The high-level approach we have taken for online parallel profiling is shown in Figure 2. The TAU performance system maintains profiling statistics on a context basis for each thread in a context . Normally, TAU collects performance profiles at the end of the program run into profile files, one for each thread of execution. For online profiling, TAU provides a ``profile dump'' routine that, when called by the application, will update the profile statistics for each thread, to bring them to internally consistent states, and then output the profile data to files.
The performance data access model we have implemented and used in TAU is a Push model. The application scenario we want to target is one where there are major phases and/or interations in the computation where one would like to capture the current profile at those time steps. Thus, at these points, the application calls the TAU profile dump routine to output the performance state. Each call of the dump routine will generate a new set of profile files or append to files containing earlier profile dumps. The updating of the profile dump files is used to ``signal'' the external profile analysis tools.
One of the advantages of this approach is that it can be made portable and robust. The only requirement is support for a shared file system, using NFS or some other protocol. It is possible to implement a push model in the TAU performance system using a signal handler approach, but it introduces other system dependencies that are less robust.

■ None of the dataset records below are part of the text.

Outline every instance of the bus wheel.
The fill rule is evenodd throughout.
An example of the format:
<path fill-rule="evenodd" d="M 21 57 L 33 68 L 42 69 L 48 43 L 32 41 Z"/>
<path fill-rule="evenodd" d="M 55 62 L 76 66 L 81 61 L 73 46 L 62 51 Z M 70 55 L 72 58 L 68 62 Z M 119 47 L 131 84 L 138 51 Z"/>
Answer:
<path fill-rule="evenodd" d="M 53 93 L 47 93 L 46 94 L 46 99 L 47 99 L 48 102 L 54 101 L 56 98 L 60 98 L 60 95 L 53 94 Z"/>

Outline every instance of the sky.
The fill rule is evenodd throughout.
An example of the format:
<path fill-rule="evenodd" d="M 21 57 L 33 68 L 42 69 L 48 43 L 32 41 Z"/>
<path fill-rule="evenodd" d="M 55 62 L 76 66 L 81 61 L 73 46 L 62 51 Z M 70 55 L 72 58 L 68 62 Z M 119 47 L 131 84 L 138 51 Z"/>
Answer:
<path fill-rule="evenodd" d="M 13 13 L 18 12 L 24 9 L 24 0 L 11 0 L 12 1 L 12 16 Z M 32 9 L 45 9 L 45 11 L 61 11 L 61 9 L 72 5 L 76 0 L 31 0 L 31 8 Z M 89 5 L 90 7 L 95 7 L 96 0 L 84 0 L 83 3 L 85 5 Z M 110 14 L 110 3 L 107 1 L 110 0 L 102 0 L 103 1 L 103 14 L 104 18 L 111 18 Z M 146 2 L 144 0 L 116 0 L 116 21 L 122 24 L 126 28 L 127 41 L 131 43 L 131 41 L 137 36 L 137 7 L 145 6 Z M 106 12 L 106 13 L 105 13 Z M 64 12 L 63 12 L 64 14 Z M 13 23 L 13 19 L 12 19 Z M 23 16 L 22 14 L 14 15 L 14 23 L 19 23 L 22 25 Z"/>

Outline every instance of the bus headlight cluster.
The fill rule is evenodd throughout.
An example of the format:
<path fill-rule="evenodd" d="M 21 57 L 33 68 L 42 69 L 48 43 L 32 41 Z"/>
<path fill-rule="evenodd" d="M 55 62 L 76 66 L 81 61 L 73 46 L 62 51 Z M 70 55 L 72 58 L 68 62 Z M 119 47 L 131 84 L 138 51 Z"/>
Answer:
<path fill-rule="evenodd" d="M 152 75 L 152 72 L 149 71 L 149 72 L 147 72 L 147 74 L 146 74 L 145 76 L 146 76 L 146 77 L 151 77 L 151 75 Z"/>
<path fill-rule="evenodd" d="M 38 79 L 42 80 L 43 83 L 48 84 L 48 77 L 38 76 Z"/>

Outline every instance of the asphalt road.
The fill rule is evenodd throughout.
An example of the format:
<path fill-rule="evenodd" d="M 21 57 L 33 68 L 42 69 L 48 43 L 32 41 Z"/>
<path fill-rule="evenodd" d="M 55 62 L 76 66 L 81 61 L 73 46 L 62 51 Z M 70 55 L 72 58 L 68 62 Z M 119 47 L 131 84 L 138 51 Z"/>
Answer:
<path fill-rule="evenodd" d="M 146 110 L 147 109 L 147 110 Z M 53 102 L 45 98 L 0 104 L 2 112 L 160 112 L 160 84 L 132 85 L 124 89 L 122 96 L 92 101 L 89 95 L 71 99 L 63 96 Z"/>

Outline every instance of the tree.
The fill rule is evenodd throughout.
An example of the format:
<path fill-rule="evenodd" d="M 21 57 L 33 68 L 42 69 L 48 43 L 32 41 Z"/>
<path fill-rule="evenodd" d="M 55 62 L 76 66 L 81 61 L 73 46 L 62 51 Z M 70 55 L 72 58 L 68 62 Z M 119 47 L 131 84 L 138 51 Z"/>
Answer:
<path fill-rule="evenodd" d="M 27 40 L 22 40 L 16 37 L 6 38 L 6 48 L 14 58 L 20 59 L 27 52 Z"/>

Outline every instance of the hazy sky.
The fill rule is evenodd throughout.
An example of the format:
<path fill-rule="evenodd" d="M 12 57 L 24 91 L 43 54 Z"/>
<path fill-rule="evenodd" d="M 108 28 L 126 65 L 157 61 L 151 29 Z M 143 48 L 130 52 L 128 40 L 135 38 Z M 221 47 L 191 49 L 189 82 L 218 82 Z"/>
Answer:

A valid argument against this approach is that it has problems when the application scales, as the number of files increase and the file system becomes the bottleneck. There are four mechanisms we are investigating to address this problem. First, thread profiles for a context can be merged into a single context profile file. This directly reduces the number of files when there are multiple threads per context. Second, the profile dump routine allows event selection, thereby reducing the amount of profile data saved. The third mechanism is to utilize a data reduction network facility, such as Wisconsin' MRNet , to gather and merge thread/context profiles using the parallel communication hardware, before producing output files. This can both address problems with scaling file systems and problems with large number of files, by merging profile data streams in parallel until generating profile output files. Finally, the fourth mechanism is to leverage the more powerful I/O hardware and software infrastructure in the parallel system that one would expect to be present in the system as it is scaled (e.g., parallel file system, multiple I/O processors, clustered file system software, etc.).